Wie im ersten Jahrtausend müssten heute Kloster- und Gemeindeleben, Mönch- und Priestertum wieder getrennt werden. Ordensleute können mit ihrem Beten und Arbeiten Zeichen setzen, ganz klar. Doch kein Apostel hat Klöster gegründet, dies geschah erst Jahrhunderte später. Gemeindeleiter hingegen wurden sofort und überall eingesetzt. Sie sind unabdingbar für eine funktionierende Gemeinschaft.

Dass jüngere Priester, von denen es in unseren Breiten weniger gibt als ältere, konservativer denken, vermag die Hierarchie nicht zu beruhigen. Wer weiß, wie diese 2050 denken? Wer von denen, die heute Goldenes Priesterjubiläum feiern, hätte vor 50 Jahren gedacht, einmal den Zölibat in Frage zu stellen?

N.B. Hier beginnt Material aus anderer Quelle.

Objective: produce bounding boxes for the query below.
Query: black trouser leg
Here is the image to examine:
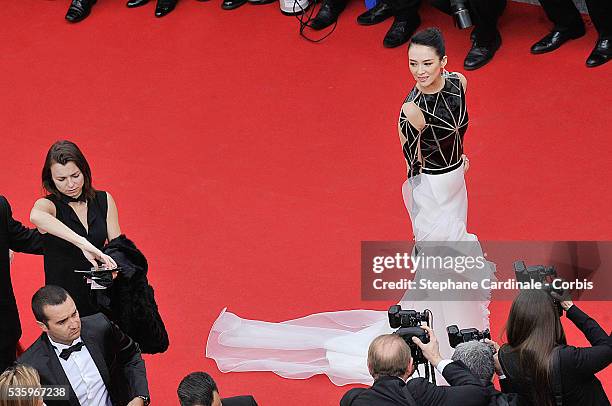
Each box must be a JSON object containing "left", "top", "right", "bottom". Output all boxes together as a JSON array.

Es gibt nicht wenige Bischöfe, die als linientreu in ihre Ämter gelangt sind und im Alter anders reden. Die Schwiegermutter des Petrus wurde gesund, als sie Jesus ansichtig wurde. Ein intensiverer Blick des Nachfolgers des Fischers vom See Genezareth und seiner Genossen auf den Herrn, dessen Jünger und die Tradition könnten gleichfalls Wunder wirken, Glaubwürdigkeitsverlust nehmen und Hoffnung schenken.